|Illustrative image (Source: VNA)
Minister Nguyen Van The told Dau Tu (Investment) newspaper on December 27 that he did not rule out the worst-case scenario in which no investors made it through the preliminary bidding round.
If that was the case, the ministry would immediately report to the Prime Minister and work with the National Assembly’s Standing Committee (NASC) to decide on the next move, The said.
“We will either carry on with the bidding to select the investors under the PPP (Public-Private Partnership) which will consequently result in a project delay, or ask the NASC to allow us to use the State budget for investment and earn back the money by selling the tolling rights to corporations,” he said.
“Another solution planned by the Ministry of Transport is to issue Government bonds or project bonds to carry out the projects if we can’t find the investors.”
“This is a fundamental project of the country so we’re paying extra attention to the structure quality. The whole project must be completed in line with required procedures and ensured of the quality”.
The preliminary bidding rounds for eight sub-projects of the NSE project closed last month with a total 32 investors and investor partnerships applying. The project management boards (PMUs) are scrutinising the capabilities of the potential investors.
According to Dau Tu, several PMUs had asked to extend the deadline by 15 days – the maximum amount of time permitted by the Law on Bidding.

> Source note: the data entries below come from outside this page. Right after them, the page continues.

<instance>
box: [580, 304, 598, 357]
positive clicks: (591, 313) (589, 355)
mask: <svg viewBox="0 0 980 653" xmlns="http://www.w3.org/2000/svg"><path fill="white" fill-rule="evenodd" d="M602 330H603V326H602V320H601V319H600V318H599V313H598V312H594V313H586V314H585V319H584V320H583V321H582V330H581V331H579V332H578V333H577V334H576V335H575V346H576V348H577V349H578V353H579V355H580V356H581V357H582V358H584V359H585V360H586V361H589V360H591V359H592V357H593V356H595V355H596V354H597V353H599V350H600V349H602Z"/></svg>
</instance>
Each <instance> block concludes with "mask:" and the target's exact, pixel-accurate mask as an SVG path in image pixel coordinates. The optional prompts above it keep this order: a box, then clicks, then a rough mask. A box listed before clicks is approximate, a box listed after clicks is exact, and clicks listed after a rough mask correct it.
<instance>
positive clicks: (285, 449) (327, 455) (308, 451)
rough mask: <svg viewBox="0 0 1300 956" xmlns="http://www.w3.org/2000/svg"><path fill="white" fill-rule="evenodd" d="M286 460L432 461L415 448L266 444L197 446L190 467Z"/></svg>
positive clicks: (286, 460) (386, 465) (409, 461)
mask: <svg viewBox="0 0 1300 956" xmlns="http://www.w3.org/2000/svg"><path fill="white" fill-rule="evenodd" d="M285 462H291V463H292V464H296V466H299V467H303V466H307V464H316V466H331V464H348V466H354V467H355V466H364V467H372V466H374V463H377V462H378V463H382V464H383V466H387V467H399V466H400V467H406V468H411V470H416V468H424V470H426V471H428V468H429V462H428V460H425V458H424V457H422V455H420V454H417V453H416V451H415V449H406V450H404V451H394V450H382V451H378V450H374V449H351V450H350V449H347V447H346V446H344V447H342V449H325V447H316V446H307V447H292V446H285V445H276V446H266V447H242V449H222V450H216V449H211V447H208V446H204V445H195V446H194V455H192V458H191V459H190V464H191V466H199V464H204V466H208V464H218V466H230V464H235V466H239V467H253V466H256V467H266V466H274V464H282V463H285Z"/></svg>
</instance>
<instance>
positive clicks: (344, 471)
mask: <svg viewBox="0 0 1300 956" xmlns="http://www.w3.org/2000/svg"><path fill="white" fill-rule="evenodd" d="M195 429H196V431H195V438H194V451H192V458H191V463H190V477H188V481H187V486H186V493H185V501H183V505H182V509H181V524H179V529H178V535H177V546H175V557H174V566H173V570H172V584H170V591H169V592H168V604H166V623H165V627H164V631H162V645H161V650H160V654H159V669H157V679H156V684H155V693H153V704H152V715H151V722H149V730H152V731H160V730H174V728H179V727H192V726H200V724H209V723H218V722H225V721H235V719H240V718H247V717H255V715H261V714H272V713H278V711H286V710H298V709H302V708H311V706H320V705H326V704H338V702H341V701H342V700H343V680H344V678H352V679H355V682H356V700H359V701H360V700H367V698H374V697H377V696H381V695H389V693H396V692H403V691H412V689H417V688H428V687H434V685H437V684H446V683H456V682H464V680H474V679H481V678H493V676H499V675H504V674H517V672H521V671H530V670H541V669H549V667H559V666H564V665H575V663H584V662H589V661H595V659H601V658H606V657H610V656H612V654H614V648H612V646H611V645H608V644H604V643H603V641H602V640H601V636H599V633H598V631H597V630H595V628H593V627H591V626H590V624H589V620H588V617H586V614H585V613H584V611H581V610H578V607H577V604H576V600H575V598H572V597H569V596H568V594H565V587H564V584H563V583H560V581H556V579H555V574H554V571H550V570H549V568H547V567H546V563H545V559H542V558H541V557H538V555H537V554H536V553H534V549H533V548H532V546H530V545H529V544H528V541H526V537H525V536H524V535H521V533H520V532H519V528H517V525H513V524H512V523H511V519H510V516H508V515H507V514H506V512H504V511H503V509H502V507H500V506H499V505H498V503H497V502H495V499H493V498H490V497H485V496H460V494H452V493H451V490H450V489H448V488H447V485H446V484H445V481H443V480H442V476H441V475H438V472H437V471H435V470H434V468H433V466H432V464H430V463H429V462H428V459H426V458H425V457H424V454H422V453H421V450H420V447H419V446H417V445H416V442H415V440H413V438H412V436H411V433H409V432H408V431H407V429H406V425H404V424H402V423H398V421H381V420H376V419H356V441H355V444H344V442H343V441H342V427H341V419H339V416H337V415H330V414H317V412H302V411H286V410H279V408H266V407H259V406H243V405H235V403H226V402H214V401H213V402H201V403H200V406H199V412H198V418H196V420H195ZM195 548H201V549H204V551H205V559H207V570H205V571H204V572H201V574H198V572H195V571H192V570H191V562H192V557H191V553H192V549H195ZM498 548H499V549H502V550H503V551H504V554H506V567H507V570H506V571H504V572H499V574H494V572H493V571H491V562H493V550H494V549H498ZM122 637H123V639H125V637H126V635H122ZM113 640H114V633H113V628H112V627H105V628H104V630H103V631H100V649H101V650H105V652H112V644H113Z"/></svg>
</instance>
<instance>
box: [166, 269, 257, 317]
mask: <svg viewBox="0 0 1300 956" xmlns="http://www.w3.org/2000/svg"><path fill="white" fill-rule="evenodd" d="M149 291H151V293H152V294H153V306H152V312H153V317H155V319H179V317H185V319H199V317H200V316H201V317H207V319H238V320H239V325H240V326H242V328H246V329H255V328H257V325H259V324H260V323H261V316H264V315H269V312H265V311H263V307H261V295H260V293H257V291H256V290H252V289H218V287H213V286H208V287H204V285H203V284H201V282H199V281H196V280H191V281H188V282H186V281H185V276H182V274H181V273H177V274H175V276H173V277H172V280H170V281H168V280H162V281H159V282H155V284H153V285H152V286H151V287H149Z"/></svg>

“Apart from trying to clarify some issues regarding the financial funding agreement, the bidding team has to be extra cautious and carefully assesses the applications due to the special status of the projects,” an official of a PMU said on condition of anonymity.
Despite the deadline extension, the ministry will be able to stick to schedule and announce the results of the preliminary bidding in February 2020, said Deputy Transport Minister Nguyen Nhat.
The second and final round of bidding will open the same month to select and then announce the final winners in late July, he said.
“If everything goes smoothly, all work to pick the investors can be wrapped up by the end of August 2020,” Nhat added.
Eight sub-projects of the NSE are expected to cost 118.7 trillion VND (5.1 billion USD), of which 55 trillion VND will be funded by the State while another 63.7 trillion VND will be mobilised from investors.
How Vietnamese investors will be able to guarantee such a large amount of money has been the biggest concern so far, especially when outstanding loans of domestic banks are already very high.
According to a State Bank official speaking anonymously, transport projects under the Build-Operate-Transfer (BOT) and Build-Transfer (BT) models over the last few years usually required a large investment which led to a high demand for bank loans, but the payback period was very long.
That put pressure on banks trying to balance their credit, he said.
“So far the total amount of outstanding loans and credit agreements for BOT and BT projects already touches the banking credit limit for the sector,” he said.
“If banks can’t raise their authorised capital, it will be very difficult to facilitate funding for eight PPP sub-projects of the NSE.”